'What impresses about this sweet-n-simple tale is the manner in which this production has been put together with an economical narrative by first time directors Devanshu Kumar and Satyanshu Singh,' notes Joginder Tuteja.
If you went to school in the '80s and '90s, you would remember how distributing sweets in school was one of the most exciting things about your birthday.
One sweet each for the classmates, two for the class teacher and four for the best friend -- that's how the arithmetic worked.
No wonder, you will relate to six-year-old, wide-eyed, Chintu (Vedant Chibber), who missed his fifth birthday celebrations with friends and is now looking forward to having his cake, and eating it too.
The only spoiler?
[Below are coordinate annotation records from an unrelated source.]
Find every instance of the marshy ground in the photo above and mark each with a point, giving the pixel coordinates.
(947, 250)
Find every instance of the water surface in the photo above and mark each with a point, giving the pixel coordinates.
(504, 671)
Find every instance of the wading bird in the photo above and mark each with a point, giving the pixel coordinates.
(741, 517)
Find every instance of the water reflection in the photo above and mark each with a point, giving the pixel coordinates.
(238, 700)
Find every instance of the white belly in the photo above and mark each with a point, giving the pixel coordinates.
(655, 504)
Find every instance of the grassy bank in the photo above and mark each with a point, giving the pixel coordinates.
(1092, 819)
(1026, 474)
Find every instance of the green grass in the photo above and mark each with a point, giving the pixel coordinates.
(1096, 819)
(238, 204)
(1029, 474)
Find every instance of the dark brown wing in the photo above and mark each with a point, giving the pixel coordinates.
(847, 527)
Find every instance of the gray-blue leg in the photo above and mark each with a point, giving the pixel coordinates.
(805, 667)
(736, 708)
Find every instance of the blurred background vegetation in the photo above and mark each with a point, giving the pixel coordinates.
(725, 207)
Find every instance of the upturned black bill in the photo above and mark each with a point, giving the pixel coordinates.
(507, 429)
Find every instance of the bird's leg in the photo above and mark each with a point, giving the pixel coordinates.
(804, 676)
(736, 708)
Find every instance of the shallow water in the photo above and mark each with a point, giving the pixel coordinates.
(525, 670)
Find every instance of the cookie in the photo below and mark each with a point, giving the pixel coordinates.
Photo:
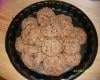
(29, 21)
(44, 15)
(29, 35)
(71, 46)
(54, 65)
(72, 60)
(51, 47)
(52, 29)
(32, 61)
(66, 24)
(79, 34)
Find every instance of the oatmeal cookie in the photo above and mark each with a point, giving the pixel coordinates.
(44, 15)
(51, 47)
(54, 65)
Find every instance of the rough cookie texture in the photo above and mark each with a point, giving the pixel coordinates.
(51, 41)
(51, 47)
(44, 15)
(54, 65)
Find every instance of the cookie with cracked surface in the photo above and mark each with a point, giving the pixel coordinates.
(54, 65)
(51, 47)
(44, 15)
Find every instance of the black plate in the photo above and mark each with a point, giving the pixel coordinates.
(89, 50)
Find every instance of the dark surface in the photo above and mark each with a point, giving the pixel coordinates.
(89, 50)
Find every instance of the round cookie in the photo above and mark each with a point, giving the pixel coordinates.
(72, 60)
(54, 65)
(52, 29)
(79, 34)
(51, 47)
(64, 18)
(29, 21)
(44, 15)
(33, 60)
(30, 49)
(29, 35)
(66, 24)
(19, 44)
(71, 46)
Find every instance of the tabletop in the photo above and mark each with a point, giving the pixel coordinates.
(8, 10)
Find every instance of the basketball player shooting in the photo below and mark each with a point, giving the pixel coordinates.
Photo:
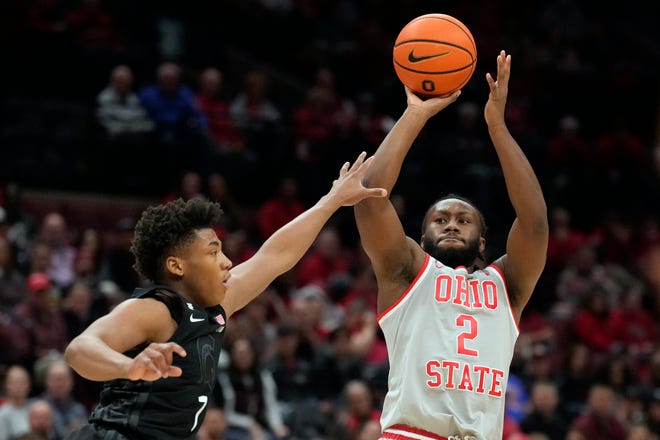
(450, 324)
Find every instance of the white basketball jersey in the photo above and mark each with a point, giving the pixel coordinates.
(450, 340)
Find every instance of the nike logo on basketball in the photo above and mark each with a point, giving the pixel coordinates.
(413, 59)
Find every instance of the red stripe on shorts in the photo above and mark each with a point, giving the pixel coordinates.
(419, 432)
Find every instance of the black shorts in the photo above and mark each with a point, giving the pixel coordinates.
(94, 432)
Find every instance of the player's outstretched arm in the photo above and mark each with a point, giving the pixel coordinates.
(527, 243)
(382, 235)
(97, 353)
(287, 246)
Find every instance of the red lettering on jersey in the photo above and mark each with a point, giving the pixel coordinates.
(475, 378)
(471, 294)
(481, 371)
(466, 380)
(443, 285)
(451, 366)
(490, 294)
(461, 296)
(435, 375)
(496, 384)
(476, 298)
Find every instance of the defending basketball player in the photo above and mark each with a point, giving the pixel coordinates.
(158, 351)
(450, 324)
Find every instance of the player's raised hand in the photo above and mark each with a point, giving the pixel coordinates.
(155, 362)
(499, 89)
(348, 188)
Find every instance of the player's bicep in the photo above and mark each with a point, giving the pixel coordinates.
(526, 253)
(381, 235)
(132, 323)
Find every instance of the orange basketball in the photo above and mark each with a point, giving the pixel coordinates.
(434, 55)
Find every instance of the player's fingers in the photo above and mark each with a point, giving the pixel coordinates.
(172, 347)
(344, 169)
(359, 161)
(376, 192)
(174, 372)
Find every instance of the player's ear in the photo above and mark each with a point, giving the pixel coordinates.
(174, 266)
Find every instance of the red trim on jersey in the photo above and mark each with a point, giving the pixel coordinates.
(506, 291)
(409, 429)
(403, 295)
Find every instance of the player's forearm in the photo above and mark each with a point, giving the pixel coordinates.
(94, 360)
(522, 184)
(389, 156)
(291, 241)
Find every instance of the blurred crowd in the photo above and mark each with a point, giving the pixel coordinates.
(255, 105)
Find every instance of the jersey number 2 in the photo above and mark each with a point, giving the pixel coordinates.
(471, 329)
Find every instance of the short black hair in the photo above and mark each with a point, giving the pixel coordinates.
(163, 228)
(482, 220)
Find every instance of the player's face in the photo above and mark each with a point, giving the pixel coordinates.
(206, 268)
(452, 233)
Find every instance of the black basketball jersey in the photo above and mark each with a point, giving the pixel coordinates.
(171, 408)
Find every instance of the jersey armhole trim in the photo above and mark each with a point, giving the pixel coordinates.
(407, 291)
(499, 273)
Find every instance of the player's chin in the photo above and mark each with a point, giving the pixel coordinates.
(450, 243)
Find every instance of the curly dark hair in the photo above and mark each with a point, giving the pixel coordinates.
(163, 229)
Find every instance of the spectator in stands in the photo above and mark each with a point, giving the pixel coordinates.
(14, 412)
(42, 424)
(22, 224)
(42, 321)
(119, 111)
(359, 408)
(12, 281)
(248, 395)
(292, 367)
(574, 380)
(77, 308)
(593, 326)
(55, 233)
(189, 186)
(544, 416)
(119, 257)
(219, 190)
(567, 152)
(598, 419)
(258, 117)
(327, 257)
(179, 123)
(68, 412)
(226, 137)
(280, 208)
(335, 365)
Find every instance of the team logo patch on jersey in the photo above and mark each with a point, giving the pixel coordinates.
(220, 320)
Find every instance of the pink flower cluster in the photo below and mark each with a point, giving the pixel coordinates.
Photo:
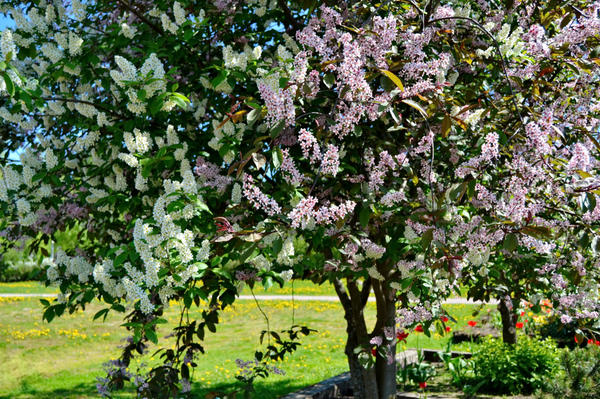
(291, 173)
(210, 176)
(305, 211)
(260, 200)
(279, 102)
(331, 161)
(310, 147)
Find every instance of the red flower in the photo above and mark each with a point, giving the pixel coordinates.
(401, 336)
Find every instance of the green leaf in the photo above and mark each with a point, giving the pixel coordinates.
(427, 238)
(364, 216)
(446, 125)
(329, 80)
(10, 87)
(416, 106)
(100, 313)
(278, 128)
(393, 78)
(510, 242)
(151, 335)
(277, 158)
(219, 79)
(179, 99)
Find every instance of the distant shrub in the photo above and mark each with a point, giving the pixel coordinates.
(500, 368)
(16, 266)
(579, 376)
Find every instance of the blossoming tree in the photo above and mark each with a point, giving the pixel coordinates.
(388, 147)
Well, he is the son of Bihari parents who moved from India to Iraq in order to sell 'pure filter water' and have now found caught in the midst of George W Bush's invasion of Iraq and the subsequent unrest that has followed after Saddam Hussein's downfall.
This time around, Chintu doesn't want to miss the celebrations.
His family -- comprising of an ever-positive father (Vinay Pathak), homemaker mother (Tillotama Shome) who isn't interested in having a third kid till she gets back to India, a teenage sister (Bisha Chaturvedi), who still believes in making lifesize poster greetings on her own and a granny (Seema Pahwa), who is wondering whether the lure of a one-way international flight to Iraq was worth it after all -- is supporting him too.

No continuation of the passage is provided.